Elliot Millington

Personal information
- Date of birth: 1954
- Place of birth: Saint Vincent and the Grenadines
- Date of death: 17 July 2023 (aged 68–69)
- Place of death: New York City, United States
- Position: Midfielder

Youth career
- 1972–1973: Somerset

Senior career*
- Years: Team / Apps / (Gls)
- 1973–1975: Somerset
- 1975–1993: Sion Hill

International career
- 1974: Saint Vincent and the Grenadines U20
- 1977–1988: Saint Vincent and the Grenadines

Managerial career
- 1975–1993: Sion Hill (player-manager)
- 1990–1992: Saint Vincent and the Grenadines

= Elliot Millington =

Vincentian football manager (born 1976)

Elliot "Morie" Millington (1954 — 17 July 2023) was a Vincentian football manager and player who played as a midfielder.

==Life==
Millington was born in 1954 in Saint Vincent and the Grenadines. He had five siblings. He was the brother of Saint Vincent and the Grenadines international Oswald Millington. He attended Sion Hill Government School in Saint Vincent and the Grenadines. After that, he attended Emmanuel High School in Saint Vincent and the Grenadines. He worked as a plumber.

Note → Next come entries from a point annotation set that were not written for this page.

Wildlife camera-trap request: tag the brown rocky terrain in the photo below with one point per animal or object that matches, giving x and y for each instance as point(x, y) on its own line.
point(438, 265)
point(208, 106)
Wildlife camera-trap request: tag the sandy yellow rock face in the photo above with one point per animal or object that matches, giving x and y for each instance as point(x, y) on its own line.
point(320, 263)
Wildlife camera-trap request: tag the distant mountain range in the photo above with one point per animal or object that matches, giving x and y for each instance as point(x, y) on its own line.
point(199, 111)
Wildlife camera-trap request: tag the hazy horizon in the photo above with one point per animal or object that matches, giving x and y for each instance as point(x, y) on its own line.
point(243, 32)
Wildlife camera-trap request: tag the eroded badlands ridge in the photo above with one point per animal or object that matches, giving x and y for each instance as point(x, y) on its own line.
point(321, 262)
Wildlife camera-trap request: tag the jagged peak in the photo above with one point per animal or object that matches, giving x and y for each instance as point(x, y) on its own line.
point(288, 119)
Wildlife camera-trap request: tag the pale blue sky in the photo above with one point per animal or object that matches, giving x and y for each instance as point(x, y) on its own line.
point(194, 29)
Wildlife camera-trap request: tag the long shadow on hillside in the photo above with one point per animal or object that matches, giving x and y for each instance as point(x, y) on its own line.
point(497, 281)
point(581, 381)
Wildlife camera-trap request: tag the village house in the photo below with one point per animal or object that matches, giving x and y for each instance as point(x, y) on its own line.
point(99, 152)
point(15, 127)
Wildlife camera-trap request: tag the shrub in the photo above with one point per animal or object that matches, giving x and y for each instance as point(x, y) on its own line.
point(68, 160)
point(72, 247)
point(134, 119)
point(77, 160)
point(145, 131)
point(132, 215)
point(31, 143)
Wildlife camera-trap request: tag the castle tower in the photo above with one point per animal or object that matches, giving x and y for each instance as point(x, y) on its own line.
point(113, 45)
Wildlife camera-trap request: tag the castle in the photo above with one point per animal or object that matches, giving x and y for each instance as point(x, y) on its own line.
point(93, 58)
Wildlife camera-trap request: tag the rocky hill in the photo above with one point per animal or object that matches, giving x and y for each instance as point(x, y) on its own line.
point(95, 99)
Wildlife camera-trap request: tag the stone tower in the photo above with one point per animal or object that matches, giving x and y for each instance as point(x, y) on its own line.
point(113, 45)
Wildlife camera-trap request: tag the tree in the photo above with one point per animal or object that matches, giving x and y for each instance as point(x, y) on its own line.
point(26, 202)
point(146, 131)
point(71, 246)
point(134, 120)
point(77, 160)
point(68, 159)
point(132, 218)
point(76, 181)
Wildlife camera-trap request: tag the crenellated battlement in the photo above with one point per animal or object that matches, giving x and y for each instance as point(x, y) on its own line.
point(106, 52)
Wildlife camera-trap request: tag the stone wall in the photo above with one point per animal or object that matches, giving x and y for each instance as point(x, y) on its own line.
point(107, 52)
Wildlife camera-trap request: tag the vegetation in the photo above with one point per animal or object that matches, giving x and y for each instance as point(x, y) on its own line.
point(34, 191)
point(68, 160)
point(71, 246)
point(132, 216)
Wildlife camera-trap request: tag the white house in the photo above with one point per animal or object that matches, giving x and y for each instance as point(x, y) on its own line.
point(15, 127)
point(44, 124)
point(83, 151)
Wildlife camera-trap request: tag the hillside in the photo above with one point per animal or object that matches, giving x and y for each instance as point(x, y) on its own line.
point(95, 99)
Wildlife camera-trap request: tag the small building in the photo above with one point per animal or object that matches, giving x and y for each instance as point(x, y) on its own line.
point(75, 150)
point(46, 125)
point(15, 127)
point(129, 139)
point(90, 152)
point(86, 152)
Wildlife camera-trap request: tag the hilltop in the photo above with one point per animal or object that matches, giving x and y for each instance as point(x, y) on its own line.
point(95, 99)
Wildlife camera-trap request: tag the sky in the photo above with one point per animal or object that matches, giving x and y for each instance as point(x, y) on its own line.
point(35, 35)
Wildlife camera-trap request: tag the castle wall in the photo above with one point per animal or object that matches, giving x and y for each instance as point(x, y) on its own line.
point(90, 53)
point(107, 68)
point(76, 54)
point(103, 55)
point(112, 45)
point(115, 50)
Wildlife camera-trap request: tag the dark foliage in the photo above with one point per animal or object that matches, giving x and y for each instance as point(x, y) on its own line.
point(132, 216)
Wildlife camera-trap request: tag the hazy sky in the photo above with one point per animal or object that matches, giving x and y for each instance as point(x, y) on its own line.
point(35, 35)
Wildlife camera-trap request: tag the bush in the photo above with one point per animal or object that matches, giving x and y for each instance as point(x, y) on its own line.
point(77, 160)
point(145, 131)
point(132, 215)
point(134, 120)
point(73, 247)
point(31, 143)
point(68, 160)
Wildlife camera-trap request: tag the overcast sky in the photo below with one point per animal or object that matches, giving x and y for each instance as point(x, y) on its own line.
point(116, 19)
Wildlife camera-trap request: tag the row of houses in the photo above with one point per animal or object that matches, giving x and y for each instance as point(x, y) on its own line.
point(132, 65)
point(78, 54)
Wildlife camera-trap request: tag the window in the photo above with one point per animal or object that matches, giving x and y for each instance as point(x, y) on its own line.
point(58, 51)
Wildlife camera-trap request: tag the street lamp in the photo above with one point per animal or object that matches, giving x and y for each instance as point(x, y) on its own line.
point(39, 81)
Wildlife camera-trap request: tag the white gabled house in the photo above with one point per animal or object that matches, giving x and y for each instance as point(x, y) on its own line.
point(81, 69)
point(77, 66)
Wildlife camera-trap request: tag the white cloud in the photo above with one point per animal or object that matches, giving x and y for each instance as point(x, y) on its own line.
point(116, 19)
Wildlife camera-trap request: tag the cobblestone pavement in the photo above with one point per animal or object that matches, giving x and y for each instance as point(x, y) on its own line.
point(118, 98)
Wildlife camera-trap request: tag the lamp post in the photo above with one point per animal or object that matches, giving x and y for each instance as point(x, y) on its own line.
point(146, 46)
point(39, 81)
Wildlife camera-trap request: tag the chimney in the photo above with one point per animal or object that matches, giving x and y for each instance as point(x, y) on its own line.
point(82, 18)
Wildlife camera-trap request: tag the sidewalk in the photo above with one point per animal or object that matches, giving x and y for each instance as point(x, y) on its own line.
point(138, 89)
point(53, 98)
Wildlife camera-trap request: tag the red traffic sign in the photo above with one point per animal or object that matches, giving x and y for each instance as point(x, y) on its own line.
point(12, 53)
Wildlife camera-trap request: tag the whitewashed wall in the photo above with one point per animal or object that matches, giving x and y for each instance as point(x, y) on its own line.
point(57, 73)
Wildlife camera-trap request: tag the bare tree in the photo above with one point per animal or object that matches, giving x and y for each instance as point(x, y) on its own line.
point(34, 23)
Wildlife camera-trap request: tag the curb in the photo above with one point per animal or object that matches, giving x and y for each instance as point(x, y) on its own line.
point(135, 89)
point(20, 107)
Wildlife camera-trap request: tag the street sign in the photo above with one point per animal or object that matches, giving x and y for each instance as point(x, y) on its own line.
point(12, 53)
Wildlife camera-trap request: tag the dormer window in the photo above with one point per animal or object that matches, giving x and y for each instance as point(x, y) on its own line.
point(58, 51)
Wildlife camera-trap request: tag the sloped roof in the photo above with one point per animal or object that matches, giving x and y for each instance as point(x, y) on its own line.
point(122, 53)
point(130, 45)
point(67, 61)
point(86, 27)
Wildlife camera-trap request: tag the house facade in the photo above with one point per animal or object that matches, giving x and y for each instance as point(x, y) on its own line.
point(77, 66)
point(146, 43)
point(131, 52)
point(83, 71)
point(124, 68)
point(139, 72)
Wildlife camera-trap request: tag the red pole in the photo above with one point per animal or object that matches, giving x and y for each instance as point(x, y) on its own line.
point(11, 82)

After retiring from football, he moved with his family to the United States. He died on 17 July 2023 in New York City, United States.

== Club career ==
He mainly operated as a midfielder and was known for his passing ability.

In 1972, he joined the youth team of Somerset, and he debuted for the senior team, in 1973. He joined the new Sion Hill team in 1975 when Somerset merged with other local clubs, and he helped to found the Sion Hill Football League during the 1980s. He retired in 1993 after eighteen years with Sion Hill.

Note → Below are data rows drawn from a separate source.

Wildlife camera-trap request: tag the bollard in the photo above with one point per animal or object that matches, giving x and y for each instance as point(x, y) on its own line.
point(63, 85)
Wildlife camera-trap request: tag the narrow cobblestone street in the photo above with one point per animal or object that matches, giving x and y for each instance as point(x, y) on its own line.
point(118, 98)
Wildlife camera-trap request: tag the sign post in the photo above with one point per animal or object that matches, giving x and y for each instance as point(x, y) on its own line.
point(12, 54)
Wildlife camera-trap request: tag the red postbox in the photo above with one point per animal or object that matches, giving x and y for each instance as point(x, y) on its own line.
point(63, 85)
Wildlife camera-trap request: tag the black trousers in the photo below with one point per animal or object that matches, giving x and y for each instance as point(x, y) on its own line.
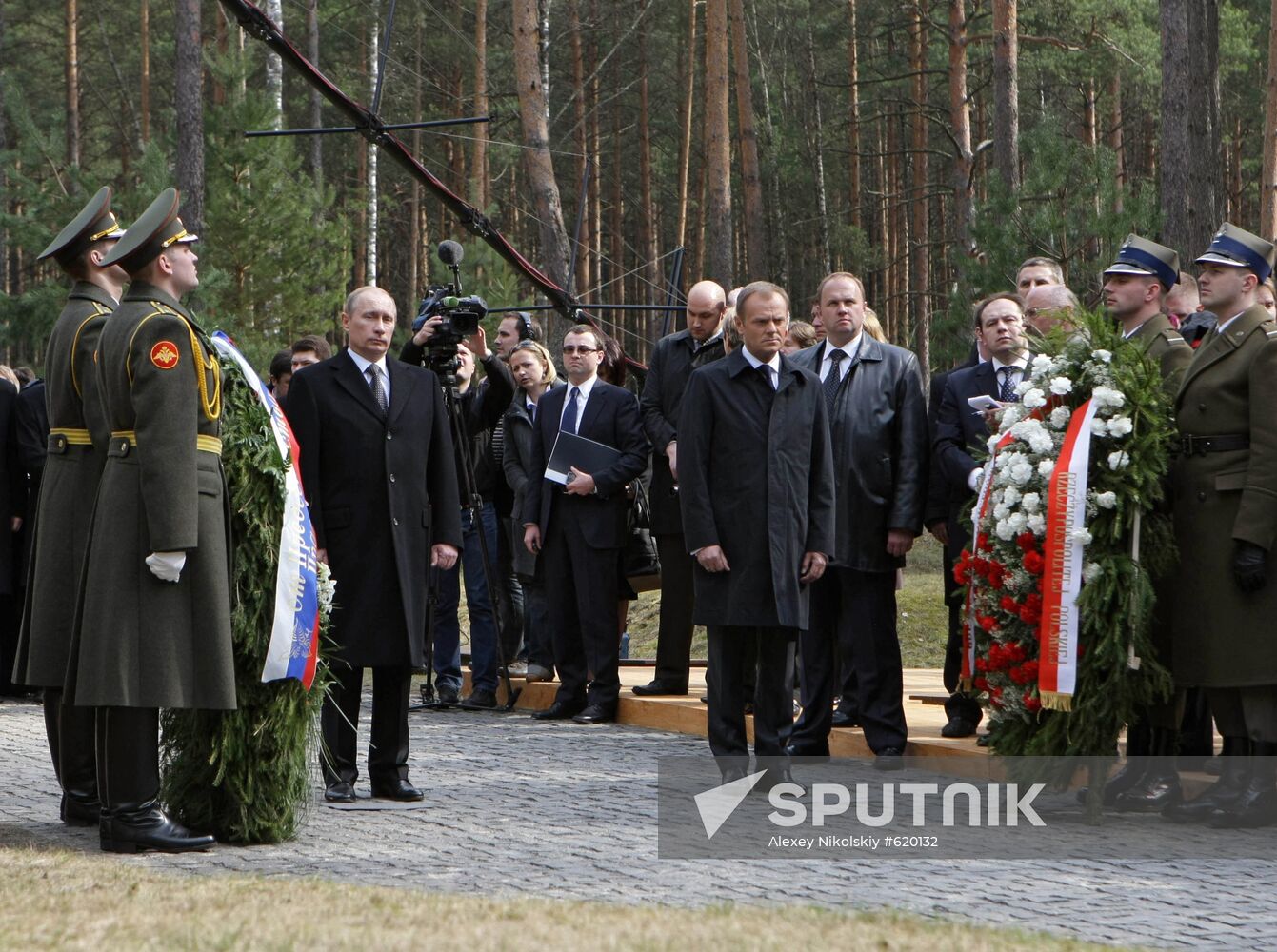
point(852, 618)
point(677, 598)
point(339, 723)
point(583, 587)
point(772, 693)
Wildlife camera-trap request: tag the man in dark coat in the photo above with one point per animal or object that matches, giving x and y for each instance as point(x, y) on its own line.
point(581, 527)
point(672, 363)
point(1224, 493)
point(877, 420)
point(378, 469)
point(153, 626)
point(756, 489)
point(73, 462)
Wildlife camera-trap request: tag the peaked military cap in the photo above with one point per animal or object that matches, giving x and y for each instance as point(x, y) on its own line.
point(1240, 249)
point(94, 222)
point(1139, 255)
point(152, 232)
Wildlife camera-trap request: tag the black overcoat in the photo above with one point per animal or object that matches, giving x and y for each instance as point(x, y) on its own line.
point(879, 434)
point(756, 478)
point(382, 490)
point(672, 364)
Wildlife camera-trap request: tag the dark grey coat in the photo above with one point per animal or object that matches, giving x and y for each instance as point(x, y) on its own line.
point(382, 491)
point(68, 486)
point(756, 478)
point(879, 433)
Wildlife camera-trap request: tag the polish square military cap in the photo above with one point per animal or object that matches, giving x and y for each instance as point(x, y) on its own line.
point(1139, 255)
point(94, 222)
point(1240, 249)
point(152, 232)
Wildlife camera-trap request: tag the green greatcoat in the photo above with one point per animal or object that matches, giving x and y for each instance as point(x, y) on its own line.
point(1172, 355)
point(143, 642)
point(1225, 638)
point(77, 449)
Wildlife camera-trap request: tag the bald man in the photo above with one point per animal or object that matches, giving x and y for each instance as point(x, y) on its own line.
point(672, 363)
point(377, 464)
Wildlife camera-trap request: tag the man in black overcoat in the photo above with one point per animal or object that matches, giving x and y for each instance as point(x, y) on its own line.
point(877, 420)
point(672, 363)
point(377, 465)
point(756, 487)
point(580, 528)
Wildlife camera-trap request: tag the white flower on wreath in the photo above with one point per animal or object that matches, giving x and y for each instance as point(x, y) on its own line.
point(1120, 426)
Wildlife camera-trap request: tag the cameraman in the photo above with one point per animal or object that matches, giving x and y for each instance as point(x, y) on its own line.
point(482, 407)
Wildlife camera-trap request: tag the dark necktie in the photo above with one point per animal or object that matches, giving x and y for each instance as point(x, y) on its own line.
point(573, 411)
point(835, 377)
point(374, 381)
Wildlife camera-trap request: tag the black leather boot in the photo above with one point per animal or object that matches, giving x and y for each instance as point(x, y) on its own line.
point(1160, 785)
point(1223, 794)
point(131, 820)
point(1257, 804)
point(78, 765)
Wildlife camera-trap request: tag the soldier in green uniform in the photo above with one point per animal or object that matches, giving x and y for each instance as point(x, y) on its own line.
point(1135, 286)
point(1225, 503)
point(153, 623)
point(77, 446)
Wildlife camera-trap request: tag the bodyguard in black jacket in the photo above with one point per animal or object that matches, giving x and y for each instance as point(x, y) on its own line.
point(879, 431)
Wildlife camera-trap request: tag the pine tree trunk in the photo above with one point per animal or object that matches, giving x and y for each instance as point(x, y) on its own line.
point(479, 157)
point(1007, 92)
point(71, 77)
point(959, 117)
point(536, 156)
point(718, 145)
point(190, 101)
point(755, 225)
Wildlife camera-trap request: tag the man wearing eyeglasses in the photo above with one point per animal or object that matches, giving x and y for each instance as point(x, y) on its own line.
point(580, 528)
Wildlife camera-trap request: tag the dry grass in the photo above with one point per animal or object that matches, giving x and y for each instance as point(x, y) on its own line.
point(70, 902)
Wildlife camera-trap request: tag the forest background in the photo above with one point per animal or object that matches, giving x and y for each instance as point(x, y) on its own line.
point(928, 147)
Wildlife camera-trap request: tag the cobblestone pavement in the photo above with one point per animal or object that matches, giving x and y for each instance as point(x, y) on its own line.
point(517, 806)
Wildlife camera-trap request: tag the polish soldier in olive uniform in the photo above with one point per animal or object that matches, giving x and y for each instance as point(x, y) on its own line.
point(153, 625)
point(1225, 497)
point(77, 448)
point(1135, 286)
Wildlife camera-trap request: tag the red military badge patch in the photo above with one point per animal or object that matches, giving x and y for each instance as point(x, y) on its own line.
point(164, 355)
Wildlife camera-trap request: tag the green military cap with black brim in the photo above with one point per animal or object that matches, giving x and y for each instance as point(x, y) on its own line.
point(1147, 258)
point(1240, 249)
point(94, 222)
point(152, 232)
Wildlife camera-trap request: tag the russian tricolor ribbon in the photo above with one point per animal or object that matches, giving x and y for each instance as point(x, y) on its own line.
point(1064, 551)
point(294, 647)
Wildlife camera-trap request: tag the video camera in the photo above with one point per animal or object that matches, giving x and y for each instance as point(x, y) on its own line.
point(461, 315)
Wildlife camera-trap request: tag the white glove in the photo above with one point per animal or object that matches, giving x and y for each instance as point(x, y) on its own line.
point(167, 565)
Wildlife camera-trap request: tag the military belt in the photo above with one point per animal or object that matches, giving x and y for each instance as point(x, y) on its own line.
point(123, 439)
point(1227, 443)
point(60, 438)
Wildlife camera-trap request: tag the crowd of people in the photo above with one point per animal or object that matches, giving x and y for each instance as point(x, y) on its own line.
point(790, 466)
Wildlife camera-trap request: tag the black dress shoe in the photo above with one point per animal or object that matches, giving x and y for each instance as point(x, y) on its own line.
point(341, 791)
point(595, 714)
point(659, 688)
point(397, 789)
point(146, 827)
point(889, 758)
point(958, 726)
point(558, 711)
point(846, 720)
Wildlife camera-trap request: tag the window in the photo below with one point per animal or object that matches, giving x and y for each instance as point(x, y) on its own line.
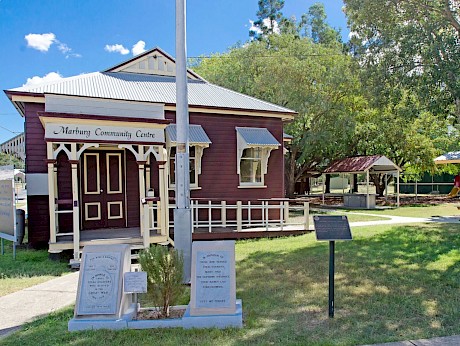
point(254, 146)
point(251, 166)
point(198, 141)
point(192, 167)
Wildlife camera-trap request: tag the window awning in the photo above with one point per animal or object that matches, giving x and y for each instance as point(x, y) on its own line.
point(197, 135)
point(256, 137)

== International career ==
Millington was a Saint Vincent and the Grenadines youth international; he represented Saint Vincent and the Grenadines U20 at the 1974 Caribbean Youth Championship as the vice-captain.

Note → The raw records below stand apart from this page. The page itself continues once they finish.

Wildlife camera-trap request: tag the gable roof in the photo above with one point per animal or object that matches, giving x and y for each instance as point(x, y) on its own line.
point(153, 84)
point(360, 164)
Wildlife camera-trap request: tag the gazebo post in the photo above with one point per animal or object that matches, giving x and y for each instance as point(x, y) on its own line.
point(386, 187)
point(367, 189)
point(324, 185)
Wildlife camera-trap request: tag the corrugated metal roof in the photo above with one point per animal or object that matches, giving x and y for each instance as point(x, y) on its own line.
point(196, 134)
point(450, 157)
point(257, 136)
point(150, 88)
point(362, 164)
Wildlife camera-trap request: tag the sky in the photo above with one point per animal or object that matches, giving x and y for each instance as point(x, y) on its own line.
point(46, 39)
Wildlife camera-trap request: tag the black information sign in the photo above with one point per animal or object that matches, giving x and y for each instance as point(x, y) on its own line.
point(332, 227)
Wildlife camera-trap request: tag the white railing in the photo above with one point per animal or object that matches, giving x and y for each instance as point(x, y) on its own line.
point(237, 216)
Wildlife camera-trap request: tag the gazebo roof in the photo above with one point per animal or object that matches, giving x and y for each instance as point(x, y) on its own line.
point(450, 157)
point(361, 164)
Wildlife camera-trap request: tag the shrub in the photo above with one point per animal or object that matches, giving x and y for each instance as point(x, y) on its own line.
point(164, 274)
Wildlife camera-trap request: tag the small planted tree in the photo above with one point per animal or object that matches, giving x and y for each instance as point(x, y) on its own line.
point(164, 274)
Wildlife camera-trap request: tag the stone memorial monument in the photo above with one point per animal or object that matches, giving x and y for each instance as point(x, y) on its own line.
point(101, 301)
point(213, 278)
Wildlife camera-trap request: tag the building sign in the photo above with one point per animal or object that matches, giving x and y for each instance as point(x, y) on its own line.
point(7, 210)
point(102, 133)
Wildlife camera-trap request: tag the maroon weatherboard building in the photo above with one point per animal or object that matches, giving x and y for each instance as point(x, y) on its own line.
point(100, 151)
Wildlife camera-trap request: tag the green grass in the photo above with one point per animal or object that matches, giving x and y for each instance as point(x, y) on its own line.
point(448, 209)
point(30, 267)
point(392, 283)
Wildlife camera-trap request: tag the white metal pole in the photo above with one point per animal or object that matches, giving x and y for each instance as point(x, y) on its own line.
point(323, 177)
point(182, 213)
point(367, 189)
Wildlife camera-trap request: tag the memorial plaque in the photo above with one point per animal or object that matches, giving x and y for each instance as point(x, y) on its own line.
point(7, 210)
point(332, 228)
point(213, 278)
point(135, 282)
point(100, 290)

He was the captain of the senior Saint Vincent and the Grenadines team, which he represented between 1977 and 1988, and he was part of the team which finished as runners-up at the 1979 CFU Championship.

== Managerial career ==
He was the player-manager at Sion Hill for his entire playing career with the club, and in 1990, he was appointed manager of the Saint Vincent and the Grenadines national football team.